He pleaded guilty on Friday to a far less serious charge of intentionally causing injury.
The County Court heard Clarke had walked up to the victim at her Wodonga home on the day of the incident.
The pair had broken up three days earlier.
He had a hoodie over his head and an unknown weapon, which he placed on the victim's forehead in front of witnesses.
The victim said "do it" and Clarke fired the weapon, with an onlooker stating it sounded like a high-powered rifle being shot.
A piece of metal measuring 12 millimetres long and 1.5 millimetres wide lodged into her skull.
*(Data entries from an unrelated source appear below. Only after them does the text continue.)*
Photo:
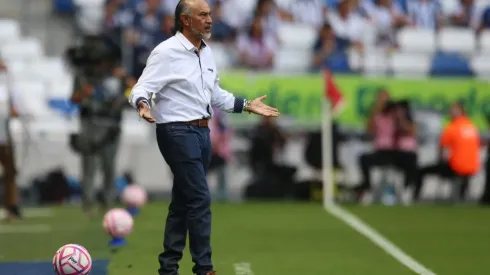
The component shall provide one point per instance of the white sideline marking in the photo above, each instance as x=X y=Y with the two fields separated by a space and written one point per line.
x=243 y=268
x=30 y=213
x=28 y=228
x=378 y=239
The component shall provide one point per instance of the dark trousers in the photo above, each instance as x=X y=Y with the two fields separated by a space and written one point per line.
x=405 y=161
x=187 y=150
x=443 y=170
x=485 y=198
x=10 y=189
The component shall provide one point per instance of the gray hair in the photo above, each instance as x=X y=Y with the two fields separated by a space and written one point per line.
x=183 y=7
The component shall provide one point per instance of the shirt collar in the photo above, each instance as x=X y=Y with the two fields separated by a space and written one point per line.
x=187 y=44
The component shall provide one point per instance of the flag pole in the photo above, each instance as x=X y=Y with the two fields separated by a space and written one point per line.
x=327 y=176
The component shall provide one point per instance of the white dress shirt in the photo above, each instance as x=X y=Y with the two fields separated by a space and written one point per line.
x=184 y=82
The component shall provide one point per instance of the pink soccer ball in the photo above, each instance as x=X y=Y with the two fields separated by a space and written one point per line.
x=134 y=196
x=118 y=222
x=72 y=259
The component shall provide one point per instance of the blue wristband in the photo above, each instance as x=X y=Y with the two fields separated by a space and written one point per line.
x=239 y=105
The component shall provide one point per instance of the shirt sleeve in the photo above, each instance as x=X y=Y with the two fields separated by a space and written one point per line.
x=154 y=77
x=225 y=100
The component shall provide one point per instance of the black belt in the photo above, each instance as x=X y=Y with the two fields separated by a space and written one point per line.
x=198 y=122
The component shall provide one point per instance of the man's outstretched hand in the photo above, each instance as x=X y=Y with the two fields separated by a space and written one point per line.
x=144 y=112
x=256 y=106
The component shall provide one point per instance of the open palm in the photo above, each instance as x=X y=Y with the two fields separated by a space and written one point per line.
x=258 y=107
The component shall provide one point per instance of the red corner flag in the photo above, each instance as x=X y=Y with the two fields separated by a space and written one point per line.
x=333 y=93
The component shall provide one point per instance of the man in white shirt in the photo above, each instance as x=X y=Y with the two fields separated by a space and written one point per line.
x=181 y=75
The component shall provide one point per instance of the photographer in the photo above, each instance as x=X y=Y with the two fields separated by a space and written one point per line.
x=10 y=103
x=99 y=90
x=391 y=125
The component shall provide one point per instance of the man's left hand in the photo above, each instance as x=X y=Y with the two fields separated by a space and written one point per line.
x=256 y=106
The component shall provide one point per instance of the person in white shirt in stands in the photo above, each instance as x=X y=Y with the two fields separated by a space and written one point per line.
x=181 y=74
x=347 y=24
x=425 y=14
x=309 y=12
x=256 y=47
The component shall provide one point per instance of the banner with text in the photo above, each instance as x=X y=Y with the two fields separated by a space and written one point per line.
x=299 y=97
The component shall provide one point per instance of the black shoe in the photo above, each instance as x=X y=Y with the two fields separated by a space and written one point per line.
x=13 y=212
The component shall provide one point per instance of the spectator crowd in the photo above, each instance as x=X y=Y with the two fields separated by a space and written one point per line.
x=250 y=28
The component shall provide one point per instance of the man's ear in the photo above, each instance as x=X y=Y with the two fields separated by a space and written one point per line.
x=185 y=20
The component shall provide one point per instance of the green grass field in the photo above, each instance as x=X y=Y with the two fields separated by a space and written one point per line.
x=276 y=238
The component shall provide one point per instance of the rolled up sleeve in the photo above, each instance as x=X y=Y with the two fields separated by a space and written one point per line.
x=225 y=100
x=154 y=77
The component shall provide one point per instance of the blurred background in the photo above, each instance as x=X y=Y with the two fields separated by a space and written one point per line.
x=426 y=55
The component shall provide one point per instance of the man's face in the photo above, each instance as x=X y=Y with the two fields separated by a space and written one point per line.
x=200 y=20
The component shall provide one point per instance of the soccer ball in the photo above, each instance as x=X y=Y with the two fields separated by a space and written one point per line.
x=134 y=196
x=118 y=222
x=72 y=259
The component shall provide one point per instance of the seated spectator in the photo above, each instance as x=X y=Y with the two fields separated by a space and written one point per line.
x=465 y=14
x=221 y=31
x=168 y=6
x=165 y=31
x=310 y=12
x=383 y=18
x=485 y=20
x=143 y=33
x=256 y=48
x=325 y=47
x=347 y=24
x=461 y=138
x=393 y=130
x=269 y=14
x=425 y=14
x=236 y=13
x=118 y=16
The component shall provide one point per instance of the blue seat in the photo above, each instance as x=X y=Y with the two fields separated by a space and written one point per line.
x=450 y=64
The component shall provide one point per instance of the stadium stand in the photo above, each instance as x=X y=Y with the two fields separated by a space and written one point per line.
x=46 y=84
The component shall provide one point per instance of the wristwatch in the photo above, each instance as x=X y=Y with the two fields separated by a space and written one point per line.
x=246 y=106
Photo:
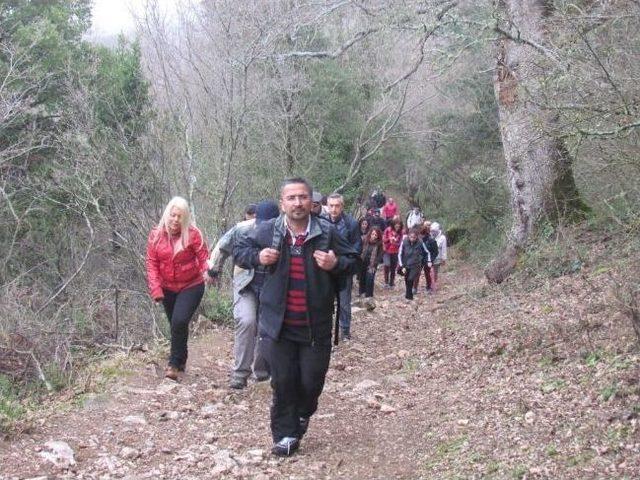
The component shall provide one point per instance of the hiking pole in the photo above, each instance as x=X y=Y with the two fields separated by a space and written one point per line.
x=336 y=334
x=432 y=276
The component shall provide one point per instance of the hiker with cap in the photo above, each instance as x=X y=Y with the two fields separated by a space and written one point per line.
x=441 y=259
x=346 y=226
x=390 y=209
x=304 y=257
x=246 y=291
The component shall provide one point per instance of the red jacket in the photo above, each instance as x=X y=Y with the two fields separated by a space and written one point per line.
x=391 y=240
x=174 y=272
x=390 y=210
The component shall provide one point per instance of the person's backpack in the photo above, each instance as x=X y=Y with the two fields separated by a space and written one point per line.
x=414 y=219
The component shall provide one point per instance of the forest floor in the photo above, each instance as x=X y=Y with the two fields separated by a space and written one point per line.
x=532 y=379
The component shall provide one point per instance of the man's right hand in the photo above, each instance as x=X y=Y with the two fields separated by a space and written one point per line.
x=268 y=256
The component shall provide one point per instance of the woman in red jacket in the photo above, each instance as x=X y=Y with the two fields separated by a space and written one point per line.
x=176 y=263
x=391 y=240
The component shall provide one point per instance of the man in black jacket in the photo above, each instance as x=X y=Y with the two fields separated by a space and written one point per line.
x=346 y=226
x=305 y=257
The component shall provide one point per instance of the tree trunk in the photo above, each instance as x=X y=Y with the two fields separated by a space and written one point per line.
x=541 y=178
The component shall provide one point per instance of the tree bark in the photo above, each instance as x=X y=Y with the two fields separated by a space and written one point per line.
x=541 y=178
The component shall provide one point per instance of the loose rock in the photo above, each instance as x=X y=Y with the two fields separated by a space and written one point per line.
x=59 y=453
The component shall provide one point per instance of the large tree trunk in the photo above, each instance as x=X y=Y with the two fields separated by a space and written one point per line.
x=540 y=175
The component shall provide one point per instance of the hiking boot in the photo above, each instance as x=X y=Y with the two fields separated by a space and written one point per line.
x=237 y=383
x=304 y=426
x=286 y=447
x=171 y=372
x=370 y=304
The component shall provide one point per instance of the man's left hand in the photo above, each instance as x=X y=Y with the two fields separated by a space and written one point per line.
x=325 y=260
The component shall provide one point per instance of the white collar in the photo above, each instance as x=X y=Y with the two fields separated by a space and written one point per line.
x=292 y=233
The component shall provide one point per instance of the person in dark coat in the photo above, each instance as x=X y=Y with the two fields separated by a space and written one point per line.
x=305 y=257
x=346 y=226
x=432 y=247
x=371 y=257
x=411 y=257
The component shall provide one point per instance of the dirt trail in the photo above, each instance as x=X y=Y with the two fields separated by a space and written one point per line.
x=473 y=382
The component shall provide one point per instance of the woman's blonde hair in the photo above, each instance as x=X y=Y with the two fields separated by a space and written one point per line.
x=181 y=204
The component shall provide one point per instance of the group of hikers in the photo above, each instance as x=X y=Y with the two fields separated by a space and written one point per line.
x=293 y=262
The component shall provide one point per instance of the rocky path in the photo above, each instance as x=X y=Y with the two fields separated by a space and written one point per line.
x=470 y=383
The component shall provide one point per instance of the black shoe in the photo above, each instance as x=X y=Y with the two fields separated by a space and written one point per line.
x=304 y=426
x=286 y=447
x=238 y=383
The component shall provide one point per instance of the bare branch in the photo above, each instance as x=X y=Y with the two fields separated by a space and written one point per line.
x=327 y=53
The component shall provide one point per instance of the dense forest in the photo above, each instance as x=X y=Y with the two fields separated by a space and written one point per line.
x=505 y=121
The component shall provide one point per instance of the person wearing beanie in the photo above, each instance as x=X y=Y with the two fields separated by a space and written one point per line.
x=441 y=259
x=246 y=291
x=316 y=203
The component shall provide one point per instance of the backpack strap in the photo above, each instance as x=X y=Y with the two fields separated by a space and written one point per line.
x=276 y=241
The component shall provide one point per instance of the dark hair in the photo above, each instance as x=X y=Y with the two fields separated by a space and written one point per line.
x=377 y=230
x=292 y=180
x=395 y=222
x=251 y=209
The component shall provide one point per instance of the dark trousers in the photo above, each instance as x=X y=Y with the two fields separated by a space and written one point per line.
x=366 y=281
x=362 y=279
x=390 y=270
x=297 y=379
x=369 y=280
x=180 y=307
x=427 y=276
x=409 y=279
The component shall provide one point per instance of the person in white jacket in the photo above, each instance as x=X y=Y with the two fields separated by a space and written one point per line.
x=441 y=240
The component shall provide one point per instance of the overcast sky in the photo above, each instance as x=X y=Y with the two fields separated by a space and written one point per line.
x=112 y=17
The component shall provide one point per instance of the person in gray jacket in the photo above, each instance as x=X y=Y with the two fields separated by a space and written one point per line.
x=246 y=292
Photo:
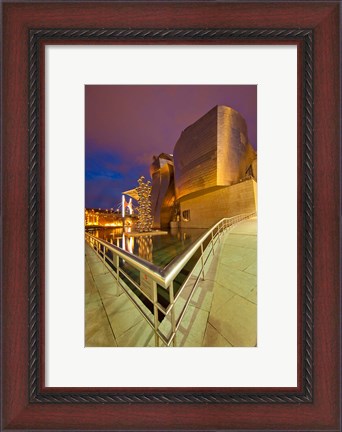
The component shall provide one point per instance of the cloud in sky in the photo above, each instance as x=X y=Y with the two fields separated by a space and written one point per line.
x=126 y=125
The court heard Clarke was driven away by a friend, Sean Devlin, in a Peugeot.
Surgery was required to remove the object the following day.
"Are you okay?" Clarke texted the victim while she was in hospital.
"You f---ing what?" she asked.
"You don't love someone and do that."
The woman said if the metal had gone a further two millimetres, "it wouldn't just be attempted murder"
The metal penetrated the inside of her skull by five millimetres.
The victim was initially reluctant to get police involved.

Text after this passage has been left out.